Power isn’t the hardest problem. A contact lens sits directly on the surface of the eye, much too close for the eye to focus on.

“To create the focused image we have to manipulate the light rays,” says Parviz. “You can create a focused image if you use laser instead of LEDs.”

If shining very low power diode lasers on to the retina seems risky, then microLEDs might be the answer. These provide diffuse light and, to make them work, Parviz might integrate an array of individual micro-lenses into the contact lens.

All this raises questions of biocompatibility: The electronics in the contact lenses must not harm the eye.

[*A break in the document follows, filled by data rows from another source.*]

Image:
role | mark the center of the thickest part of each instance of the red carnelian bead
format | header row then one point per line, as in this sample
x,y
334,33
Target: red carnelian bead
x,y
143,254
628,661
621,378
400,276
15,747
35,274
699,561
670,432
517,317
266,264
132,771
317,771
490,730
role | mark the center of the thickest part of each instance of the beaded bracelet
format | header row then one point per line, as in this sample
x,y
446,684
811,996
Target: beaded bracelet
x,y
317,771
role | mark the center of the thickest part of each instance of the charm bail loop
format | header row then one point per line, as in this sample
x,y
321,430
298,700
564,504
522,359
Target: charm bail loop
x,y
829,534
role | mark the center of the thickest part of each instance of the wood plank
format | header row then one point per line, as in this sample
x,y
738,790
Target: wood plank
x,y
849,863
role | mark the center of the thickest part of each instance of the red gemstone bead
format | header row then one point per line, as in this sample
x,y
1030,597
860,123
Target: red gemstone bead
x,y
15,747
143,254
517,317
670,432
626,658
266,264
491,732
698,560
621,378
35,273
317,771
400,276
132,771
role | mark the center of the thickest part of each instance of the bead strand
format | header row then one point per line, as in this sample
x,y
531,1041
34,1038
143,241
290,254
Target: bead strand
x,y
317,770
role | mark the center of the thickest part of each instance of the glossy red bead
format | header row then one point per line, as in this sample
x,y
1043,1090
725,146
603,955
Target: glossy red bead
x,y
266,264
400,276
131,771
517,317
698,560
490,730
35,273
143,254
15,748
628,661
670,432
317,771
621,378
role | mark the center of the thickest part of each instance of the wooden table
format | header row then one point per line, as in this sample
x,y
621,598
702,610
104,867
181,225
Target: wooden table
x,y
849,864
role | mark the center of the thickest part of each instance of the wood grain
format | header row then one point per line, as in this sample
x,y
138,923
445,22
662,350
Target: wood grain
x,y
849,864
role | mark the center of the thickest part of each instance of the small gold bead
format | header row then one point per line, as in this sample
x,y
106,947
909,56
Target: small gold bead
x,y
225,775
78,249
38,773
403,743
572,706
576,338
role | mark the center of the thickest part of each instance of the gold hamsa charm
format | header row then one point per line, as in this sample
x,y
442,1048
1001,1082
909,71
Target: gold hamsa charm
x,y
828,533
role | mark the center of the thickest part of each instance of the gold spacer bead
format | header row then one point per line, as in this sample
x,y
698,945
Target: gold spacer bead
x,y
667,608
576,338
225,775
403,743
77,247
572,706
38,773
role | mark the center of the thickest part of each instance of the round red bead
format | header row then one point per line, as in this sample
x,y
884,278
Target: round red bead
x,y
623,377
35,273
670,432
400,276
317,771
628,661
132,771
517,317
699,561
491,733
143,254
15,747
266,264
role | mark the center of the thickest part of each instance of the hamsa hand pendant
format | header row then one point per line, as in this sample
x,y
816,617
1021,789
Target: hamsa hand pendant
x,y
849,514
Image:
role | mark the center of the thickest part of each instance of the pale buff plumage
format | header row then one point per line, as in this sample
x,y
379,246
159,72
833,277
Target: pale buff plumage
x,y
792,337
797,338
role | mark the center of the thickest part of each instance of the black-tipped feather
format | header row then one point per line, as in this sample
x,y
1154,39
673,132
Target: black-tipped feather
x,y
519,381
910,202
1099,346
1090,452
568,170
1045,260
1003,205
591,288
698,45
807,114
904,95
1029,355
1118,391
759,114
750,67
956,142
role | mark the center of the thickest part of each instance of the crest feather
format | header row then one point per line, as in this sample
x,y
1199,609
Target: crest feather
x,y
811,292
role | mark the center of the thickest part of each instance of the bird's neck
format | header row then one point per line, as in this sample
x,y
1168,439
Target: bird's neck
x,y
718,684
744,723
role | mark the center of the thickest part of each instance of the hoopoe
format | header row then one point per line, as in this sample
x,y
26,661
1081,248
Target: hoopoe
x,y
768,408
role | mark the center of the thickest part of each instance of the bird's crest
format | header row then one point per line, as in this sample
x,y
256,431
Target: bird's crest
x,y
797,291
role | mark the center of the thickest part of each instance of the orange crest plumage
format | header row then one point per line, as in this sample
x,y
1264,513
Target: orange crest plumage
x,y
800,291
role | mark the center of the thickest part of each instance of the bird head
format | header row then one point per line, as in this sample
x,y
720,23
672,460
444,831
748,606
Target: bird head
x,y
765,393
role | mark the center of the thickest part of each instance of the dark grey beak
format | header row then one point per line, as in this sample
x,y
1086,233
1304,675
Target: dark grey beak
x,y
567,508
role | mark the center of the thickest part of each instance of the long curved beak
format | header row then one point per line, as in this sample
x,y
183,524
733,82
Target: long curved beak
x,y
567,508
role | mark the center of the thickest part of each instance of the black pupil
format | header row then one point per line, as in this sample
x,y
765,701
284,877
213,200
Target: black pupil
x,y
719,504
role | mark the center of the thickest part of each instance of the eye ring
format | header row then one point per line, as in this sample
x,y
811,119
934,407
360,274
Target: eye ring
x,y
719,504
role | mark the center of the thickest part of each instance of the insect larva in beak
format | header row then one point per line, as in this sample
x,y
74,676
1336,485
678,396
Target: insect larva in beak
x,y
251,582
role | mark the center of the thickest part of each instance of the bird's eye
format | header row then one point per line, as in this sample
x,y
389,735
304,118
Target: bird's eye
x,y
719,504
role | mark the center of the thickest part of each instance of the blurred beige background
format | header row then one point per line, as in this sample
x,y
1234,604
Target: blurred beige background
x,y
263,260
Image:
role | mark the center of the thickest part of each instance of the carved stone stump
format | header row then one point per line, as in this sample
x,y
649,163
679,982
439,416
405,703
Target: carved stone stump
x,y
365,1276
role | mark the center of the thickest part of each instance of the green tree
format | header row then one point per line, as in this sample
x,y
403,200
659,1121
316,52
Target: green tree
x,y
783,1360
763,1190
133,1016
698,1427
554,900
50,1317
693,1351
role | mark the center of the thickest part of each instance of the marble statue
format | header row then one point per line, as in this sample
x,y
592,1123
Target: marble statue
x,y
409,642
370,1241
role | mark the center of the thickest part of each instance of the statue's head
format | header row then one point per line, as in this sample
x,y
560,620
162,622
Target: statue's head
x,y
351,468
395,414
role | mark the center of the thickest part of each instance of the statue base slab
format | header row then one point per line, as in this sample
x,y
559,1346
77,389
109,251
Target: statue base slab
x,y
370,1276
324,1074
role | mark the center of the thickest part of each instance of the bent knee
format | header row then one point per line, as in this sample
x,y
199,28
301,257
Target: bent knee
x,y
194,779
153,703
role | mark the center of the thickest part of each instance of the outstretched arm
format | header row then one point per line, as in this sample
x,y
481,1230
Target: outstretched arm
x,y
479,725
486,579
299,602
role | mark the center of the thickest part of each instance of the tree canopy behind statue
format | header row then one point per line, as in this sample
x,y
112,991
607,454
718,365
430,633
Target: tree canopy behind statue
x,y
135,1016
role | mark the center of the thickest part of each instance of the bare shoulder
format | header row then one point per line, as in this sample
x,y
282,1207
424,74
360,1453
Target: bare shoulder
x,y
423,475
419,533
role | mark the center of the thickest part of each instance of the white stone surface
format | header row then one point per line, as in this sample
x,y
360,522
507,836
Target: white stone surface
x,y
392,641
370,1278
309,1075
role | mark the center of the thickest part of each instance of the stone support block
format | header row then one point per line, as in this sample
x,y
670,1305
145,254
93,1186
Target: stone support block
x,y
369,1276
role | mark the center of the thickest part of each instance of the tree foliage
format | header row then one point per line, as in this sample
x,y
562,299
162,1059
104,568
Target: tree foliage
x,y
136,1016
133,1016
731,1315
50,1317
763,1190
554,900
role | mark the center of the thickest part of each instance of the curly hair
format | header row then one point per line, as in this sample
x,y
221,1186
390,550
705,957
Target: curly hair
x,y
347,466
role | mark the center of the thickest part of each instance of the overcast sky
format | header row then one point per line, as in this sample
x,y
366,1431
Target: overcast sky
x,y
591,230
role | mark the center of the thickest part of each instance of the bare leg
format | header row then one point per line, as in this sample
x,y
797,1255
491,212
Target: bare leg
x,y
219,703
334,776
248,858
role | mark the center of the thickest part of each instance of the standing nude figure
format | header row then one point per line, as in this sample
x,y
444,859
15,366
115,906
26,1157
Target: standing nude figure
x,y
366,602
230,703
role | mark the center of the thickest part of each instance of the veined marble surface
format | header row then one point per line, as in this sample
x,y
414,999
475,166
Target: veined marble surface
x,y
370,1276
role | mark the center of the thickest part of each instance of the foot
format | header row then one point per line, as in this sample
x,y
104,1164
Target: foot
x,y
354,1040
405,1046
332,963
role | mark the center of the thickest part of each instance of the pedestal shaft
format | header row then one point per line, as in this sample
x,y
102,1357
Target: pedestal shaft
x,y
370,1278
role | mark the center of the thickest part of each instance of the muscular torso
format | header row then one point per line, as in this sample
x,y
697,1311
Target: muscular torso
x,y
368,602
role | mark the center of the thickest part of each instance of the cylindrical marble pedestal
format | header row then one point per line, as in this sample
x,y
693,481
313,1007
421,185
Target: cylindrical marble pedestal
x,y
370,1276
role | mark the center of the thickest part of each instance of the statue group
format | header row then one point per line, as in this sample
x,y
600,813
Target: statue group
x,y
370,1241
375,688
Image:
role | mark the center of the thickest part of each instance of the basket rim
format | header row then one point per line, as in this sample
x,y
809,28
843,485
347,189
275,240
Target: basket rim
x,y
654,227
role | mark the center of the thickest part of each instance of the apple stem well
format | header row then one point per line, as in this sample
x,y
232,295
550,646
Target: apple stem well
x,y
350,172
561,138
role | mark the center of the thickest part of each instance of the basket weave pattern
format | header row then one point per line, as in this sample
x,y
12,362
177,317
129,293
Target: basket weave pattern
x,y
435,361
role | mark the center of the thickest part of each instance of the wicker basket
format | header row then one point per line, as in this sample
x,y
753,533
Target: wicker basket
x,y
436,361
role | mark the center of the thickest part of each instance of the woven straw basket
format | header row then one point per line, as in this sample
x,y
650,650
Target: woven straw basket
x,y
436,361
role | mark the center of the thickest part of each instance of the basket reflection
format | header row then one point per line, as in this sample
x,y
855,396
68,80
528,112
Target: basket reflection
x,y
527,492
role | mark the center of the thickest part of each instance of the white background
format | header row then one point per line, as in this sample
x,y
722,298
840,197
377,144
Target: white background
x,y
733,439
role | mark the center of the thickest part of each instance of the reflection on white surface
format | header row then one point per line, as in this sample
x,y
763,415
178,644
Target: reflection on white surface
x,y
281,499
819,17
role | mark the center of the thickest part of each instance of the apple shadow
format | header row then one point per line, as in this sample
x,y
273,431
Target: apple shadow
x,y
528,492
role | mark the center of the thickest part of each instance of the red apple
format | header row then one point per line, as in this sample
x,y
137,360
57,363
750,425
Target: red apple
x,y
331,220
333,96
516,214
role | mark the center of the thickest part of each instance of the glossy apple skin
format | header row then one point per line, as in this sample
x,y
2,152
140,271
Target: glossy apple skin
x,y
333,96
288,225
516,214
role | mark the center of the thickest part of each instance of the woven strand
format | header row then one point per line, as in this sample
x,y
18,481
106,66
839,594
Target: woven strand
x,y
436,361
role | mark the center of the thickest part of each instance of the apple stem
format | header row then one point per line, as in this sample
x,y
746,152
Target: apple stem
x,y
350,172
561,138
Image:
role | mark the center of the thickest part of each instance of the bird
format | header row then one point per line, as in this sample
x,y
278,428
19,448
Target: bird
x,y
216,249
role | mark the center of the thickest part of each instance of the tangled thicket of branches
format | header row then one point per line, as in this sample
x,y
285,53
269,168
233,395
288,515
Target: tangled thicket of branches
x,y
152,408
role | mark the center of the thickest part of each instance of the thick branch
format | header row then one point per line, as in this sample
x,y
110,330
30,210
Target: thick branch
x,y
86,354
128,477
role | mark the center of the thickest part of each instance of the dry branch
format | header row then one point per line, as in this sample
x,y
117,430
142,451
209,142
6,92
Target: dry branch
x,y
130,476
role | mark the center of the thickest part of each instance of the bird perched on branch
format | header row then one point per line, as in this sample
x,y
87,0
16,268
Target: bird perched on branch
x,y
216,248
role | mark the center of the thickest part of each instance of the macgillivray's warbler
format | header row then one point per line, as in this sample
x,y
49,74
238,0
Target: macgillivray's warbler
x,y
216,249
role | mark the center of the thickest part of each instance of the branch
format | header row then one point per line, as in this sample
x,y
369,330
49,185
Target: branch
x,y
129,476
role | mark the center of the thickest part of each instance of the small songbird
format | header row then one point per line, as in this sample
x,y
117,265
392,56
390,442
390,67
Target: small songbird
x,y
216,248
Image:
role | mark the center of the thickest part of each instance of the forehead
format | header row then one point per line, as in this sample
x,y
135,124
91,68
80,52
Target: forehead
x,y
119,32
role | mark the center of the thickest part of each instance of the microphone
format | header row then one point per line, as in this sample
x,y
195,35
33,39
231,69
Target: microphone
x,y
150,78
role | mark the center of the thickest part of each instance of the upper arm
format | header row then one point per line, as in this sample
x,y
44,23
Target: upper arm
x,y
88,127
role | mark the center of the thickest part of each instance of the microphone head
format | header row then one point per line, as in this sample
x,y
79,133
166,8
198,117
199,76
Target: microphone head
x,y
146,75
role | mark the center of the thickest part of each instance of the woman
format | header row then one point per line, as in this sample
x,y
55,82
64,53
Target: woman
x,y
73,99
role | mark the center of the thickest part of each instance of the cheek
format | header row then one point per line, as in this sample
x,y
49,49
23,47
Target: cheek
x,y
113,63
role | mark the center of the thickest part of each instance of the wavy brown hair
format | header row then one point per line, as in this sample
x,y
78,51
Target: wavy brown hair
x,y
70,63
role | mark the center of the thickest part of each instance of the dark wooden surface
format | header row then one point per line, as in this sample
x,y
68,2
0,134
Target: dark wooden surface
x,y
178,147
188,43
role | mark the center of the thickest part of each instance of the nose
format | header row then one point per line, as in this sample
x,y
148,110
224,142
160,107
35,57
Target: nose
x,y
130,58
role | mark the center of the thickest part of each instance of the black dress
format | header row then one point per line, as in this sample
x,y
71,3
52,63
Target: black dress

If that’s assured, then the idea of a fully functional wireless display on a contact lens might seem, at first, to have many uses.

Parviz talks about augmented reality, such as superimposing text messages or direction arrows on your view of the world.

However, Professor James Wolffsohn of Aston University in Birmingham, England, isn’t enthusiastic. As the head of optometry, his research interests include contact lenses.

“I’ve never seen anyone try and print circuits on to a contact lens,” Wolffsohn says.

He points out that a contact lens is around 14mm wide, compared with the pupil’s diameter of between 4mm and 5mm. He reckons that doesn’t leave a lot of space for electronics without interrupting vision.

“The focusing would be the real issue. These are incredibly close to the eye,” Wolffsohn says, adding that while dust in a contact lens is uncomfortable, you don’t see it because it’s just too close.

The same applies to images on the contact lens.

“There would have to be some projection technology for it to appear at a distance that you could then focus on. I can’t really see them generating a projection through a contact lens,” he says.

Wolffsohn also doesn’t think the research will help low-vision sufferers who need high-contrast large-text solutions; only a very small number wear contact lenses already. Most people commonly needing vision correction choose glasses, and, as for laser diodes: “There would certainly be issues about laser damage to the retina.”

Nevertheless, Wolffsohn is attracted to the idea of putting electronics onto glasses. There’s more space and no biocompatibility issues, while image projection is an easier proposition.

His verdict on using contact lenses as a display device?

“They wouldn’t be my starting point if I had this technology,” Wolffsohn says.

But whichever way this research goes, it’s worth keeping an eye on.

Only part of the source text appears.